At the end of this article are a few photos showing a Working Cocker pup and show-type pup of roughly the same colour and two group photos featuring adult show-type Cockers and Working Cockers respectively (thanks to JaspersMum, Jean and Colin for allowing their lovely photos to be used here)

How do I find out what type my Cocker is?
If you have bought a Cocker pup and are not sure whether you have a Working Cocker or a show-type dog, then contact your breeder and ask him/her. A responsible breeder should be happy to answer any questions about their dogs but unfortunately not all breeders are responsible and some (especially if inexperienced) may not even be aware themselves that there are two different strains of Cocker Spaniel. If your breeder cannot help but has given you a pedigree for your puppy, check to see if any dogs have “FT CH” or “FTW” before their names. These initials stand for “Field Trial Champion” and “Field Trial Winner” meaning dogs with those awards are Working Cockers. If any dogs have “SH CH” before the name or “JW” after the name, these are show titles (SH CH standing for Show Champion) indicating the dog concerned is a show-type Cocker. If there are no dogs with titles on your pup’s pedigree, try posting the details on the COL Pedigree Board as other members may recognise the kennel names and be able to tell you whether pedigree is working or show-type or perhaps (as is not that uncommon) a combination of both types.

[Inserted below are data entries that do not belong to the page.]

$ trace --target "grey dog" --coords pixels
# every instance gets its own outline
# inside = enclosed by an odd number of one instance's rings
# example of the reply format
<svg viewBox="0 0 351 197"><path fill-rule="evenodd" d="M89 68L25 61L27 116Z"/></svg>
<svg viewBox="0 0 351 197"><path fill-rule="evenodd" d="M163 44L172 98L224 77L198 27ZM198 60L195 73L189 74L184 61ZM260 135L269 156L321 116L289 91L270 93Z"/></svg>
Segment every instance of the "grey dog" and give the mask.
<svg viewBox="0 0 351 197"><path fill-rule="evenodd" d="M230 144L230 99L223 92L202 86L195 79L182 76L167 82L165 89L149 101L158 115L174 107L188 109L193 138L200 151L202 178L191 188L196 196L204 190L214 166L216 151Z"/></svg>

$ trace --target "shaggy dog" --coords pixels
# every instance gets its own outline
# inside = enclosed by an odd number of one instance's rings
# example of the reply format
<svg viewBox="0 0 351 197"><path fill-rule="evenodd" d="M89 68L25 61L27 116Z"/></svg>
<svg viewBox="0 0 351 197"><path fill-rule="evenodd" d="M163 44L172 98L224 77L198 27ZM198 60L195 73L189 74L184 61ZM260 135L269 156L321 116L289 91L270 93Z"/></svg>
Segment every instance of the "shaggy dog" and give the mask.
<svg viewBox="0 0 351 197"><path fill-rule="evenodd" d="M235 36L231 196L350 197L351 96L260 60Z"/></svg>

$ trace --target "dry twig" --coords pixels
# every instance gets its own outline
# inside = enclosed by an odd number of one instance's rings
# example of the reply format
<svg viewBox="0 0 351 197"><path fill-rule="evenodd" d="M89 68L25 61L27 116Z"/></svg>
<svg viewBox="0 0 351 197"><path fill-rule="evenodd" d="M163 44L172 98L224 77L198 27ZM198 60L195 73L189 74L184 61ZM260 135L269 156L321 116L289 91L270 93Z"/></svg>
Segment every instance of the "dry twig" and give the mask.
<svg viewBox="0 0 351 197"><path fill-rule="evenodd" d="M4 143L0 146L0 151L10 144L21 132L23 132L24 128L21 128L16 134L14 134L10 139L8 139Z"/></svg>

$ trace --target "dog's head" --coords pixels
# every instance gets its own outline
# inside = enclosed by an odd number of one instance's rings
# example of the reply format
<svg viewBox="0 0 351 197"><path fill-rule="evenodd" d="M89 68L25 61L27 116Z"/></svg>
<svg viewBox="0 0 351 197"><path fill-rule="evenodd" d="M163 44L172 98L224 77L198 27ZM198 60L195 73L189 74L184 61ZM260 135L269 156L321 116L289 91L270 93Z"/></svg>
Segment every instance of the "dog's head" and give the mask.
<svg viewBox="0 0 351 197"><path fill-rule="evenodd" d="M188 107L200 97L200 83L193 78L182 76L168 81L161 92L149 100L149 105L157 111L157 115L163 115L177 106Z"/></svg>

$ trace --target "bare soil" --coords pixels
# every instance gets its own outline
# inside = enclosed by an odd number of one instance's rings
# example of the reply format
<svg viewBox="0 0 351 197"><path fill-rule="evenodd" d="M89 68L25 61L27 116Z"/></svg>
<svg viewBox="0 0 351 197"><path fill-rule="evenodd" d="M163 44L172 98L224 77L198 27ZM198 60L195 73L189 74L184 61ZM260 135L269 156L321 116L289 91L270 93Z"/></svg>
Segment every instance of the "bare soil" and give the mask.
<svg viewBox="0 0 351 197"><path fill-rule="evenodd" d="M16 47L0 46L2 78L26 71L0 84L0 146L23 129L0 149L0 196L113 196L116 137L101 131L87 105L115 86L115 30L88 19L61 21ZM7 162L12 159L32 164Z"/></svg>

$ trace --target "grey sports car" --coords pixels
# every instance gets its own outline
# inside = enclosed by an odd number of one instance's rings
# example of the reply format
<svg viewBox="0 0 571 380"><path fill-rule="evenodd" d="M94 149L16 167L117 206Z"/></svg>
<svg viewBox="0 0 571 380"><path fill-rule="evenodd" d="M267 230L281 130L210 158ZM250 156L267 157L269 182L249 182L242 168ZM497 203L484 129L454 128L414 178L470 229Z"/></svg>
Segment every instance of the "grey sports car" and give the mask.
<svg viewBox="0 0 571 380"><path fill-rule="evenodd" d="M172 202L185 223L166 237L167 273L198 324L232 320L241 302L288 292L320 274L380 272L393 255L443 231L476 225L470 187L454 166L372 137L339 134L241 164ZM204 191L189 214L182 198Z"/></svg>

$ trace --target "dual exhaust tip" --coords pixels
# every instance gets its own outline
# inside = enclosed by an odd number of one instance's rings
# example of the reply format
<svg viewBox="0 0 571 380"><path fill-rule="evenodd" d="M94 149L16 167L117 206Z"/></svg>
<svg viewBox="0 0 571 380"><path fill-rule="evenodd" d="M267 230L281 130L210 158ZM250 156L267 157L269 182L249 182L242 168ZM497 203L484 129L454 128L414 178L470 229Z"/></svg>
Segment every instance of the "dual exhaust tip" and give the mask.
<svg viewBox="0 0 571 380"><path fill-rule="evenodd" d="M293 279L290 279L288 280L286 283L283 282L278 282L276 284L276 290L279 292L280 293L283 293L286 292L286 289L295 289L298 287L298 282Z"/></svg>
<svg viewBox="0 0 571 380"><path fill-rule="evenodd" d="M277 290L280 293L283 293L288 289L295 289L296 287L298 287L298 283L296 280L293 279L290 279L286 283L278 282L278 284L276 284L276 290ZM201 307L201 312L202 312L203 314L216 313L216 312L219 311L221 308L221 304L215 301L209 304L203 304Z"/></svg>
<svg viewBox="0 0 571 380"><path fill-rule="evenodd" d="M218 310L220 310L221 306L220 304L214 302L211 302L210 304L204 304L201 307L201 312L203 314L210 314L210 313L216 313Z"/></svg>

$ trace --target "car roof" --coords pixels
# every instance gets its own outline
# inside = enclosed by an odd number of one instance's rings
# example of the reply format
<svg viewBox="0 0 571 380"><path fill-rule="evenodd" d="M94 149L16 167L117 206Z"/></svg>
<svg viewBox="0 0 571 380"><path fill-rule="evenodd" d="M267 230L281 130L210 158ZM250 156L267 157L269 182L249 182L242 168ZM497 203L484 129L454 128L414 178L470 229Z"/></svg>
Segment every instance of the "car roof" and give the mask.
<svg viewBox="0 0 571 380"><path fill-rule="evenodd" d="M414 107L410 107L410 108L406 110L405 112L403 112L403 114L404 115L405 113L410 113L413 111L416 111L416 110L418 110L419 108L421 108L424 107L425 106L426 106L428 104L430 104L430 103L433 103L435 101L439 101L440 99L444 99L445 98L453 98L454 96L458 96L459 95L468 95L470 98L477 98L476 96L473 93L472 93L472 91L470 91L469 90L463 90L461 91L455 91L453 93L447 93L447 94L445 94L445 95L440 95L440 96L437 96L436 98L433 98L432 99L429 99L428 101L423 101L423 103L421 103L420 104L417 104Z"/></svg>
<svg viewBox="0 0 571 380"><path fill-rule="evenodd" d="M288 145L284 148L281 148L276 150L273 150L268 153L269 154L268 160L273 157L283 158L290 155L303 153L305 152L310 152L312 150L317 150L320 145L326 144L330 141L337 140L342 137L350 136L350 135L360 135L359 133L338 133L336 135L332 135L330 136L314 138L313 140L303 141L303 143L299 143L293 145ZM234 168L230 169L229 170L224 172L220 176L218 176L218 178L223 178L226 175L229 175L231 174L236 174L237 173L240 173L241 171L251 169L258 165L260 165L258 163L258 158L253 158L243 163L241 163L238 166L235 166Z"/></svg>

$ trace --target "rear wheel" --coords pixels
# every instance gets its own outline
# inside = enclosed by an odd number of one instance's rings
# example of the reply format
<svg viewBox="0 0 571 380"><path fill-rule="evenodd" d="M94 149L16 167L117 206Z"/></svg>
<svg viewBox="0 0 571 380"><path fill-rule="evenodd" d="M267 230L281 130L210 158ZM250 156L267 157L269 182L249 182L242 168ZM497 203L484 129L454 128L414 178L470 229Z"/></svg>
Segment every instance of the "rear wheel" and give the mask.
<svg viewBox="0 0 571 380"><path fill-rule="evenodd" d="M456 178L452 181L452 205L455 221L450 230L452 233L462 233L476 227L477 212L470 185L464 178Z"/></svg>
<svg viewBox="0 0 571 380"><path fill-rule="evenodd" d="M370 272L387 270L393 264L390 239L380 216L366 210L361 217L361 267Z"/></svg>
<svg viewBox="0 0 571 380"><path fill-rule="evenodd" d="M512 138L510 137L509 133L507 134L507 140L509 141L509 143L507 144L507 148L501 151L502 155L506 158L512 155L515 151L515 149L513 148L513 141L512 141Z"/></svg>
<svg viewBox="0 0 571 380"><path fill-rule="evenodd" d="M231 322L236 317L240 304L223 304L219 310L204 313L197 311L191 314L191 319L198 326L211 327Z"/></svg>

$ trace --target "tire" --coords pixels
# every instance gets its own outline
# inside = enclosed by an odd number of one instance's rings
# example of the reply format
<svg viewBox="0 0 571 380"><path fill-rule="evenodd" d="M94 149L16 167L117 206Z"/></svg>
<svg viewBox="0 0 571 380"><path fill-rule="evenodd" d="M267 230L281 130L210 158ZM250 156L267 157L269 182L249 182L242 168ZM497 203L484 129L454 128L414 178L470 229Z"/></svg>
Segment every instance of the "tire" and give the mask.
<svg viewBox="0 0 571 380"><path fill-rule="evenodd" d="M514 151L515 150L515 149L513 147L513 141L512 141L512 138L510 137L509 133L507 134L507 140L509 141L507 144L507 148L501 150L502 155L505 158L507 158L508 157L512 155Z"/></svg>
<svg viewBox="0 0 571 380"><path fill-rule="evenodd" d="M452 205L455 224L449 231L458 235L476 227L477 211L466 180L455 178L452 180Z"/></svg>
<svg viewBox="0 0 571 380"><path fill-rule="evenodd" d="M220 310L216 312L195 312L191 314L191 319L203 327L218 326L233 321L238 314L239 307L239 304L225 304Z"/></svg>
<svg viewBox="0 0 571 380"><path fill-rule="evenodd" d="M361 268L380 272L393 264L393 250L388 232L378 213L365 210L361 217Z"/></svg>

floaty Thu 25-Jun-09 22:05:06

Sorry meant to put the above in speech marks as quote but I found it quite useful in making our choice.

Our cocker so far sems pretty bright and has taken to housetraining and other basic training quite well.

I grew up with a cocker and then a springer,I would definately say they are harder work but have great temprements as full of fun.

Madmentalbint Sat 27-Jun-09 09:38:22

My uncle has a working cocker and she is absolutely gorgeous. Very loving, friendly, easy to train and loyal to her master I'd love one!

dangirl Sat 27-Jun-09 10:13:09

Thank you all for your many messages. I can think of nothing else these days ;-)

Will be phoning around the kennels soon.

mrsgamp Sat 27-Jun-09 12:30:37

Don't know if you've come across The people who run it are really helpful and extremely down to earth.

Oh, just thought of a terrible down side to spaniels in general, especially at this time of year - grass seeds in the ears (or nose, paws, can get them anywhere). One of my dogs gets them all the time and has to have them removed by the vet under anasthetic.

So excited for you getting one of these delightful dogs!! Good luck and do keep us informed!